# Car shuts off when stopped, radio stays on



## brandymae (Aug 1, 2013)

I hope I am posting this in the correct section.

I have a 2011 chevy cruze LS with a manual transmission. Recently I have troubles where it the car shuts off when stopped at a red light or stop sign. There is not indication that the car has shut off until I try and move it again; even the radio stays on. 

The car does not show any problems in the computer. 

The car has also had 2 brand new transmissions put in it because of the loud rattle on the drivers side when the car is in neutral and the parking brake engaged. The rattle goes away when the clutch is pushed in. This still happens but I was told it is normal..
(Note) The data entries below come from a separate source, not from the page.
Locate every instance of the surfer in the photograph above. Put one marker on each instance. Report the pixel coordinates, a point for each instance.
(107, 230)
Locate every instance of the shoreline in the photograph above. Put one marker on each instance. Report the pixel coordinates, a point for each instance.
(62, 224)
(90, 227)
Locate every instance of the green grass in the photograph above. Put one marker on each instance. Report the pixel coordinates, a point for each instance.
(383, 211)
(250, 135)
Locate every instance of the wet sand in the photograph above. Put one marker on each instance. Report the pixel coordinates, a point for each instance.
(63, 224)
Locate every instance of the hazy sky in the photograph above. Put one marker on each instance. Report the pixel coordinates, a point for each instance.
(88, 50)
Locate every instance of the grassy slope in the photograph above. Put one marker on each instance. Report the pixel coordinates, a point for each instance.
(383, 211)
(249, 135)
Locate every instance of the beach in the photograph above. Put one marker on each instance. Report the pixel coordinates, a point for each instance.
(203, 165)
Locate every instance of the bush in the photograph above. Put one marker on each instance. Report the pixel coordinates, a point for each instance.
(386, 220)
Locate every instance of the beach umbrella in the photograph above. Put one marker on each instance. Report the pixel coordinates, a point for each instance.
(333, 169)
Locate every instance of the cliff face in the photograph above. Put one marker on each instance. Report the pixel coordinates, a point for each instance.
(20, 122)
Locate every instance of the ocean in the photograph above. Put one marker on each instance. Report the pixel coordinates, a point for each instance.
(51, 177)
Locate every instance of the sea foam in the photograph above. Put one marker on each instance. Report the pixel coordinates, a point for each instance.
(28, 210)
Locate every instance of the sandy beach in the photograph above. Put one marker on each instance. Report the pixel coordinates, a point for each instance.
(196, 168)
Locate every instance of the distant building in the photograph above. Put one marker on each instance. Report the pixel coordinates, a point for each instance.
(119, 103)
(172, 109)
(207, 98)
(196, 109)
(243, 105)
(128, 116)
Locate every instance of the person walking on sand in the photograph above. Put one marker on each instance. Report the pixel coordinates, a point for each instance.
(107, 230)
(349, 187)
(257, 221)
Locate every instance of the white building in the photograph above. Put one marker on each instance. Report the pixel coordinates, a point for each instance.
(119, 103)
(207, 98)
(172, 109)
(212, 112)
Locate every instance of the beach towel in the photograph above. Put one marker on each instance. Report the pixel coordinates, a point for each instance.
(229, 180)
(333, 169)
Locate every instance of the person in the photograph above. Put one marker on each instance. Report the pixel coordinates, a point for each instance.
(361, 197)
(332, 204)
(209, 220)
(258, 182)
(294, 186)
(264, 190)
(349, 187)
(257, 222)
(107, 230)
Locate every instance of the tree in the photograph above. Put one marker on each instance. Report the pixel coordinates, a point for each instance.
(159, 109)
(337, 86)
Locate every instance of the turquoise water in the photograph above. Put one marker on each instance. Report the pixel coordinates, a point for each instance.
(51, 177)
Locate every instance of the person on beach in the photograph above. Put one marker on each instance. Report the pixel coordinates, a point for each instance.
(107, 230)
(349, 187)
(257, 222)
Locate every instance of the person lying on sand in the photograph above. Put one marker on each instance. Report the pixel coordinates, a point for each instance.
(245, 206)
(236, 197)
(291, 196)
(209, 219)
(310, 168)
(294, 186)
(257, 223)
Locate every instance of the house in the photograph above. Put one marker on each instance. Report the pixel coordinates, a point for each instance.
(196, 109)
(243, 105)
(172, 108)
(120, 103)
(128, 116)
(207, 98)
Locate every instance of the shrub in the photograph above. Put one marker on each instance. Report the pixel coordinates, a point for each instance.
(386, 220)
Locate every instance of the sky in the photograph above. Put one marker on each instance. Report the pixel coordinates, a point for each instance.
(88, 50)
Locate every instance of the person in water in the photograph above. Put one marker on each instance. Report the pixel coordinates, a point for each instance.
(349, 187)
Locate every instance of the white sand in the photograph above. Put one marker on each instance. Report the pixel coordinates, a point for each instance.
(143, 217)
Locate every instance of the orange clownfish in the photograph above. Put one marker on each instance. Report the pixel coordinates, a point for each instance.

And sometimes... the car sounds like a diesel when I start it... thoughts? It has 55000 kms...


----------



## obermd (Mar 3, 2012)

When stopped, does the tach drop to zero or does it stay around 900 RPM? I'm trying to determine if the stall is occurring at the end of the stop or the start of the go.


----------



## Chevy Customer Care (Oct 29, 2011)

Where are you located brandymae? It looks like you are outside of the US but maybe I can point you in the direction of customer assistance for whatever country you are in. Please send me a private message if you would like for me to do that.

Jackie
Chevrolet Customer Care


----------



## brandymae (Aug 1, 2013)

Honestly I haven't been watching the tach gauge when I'm stopped.. I feel like the stall happens before I start to move again so at the end of the stop. Thanks!


----------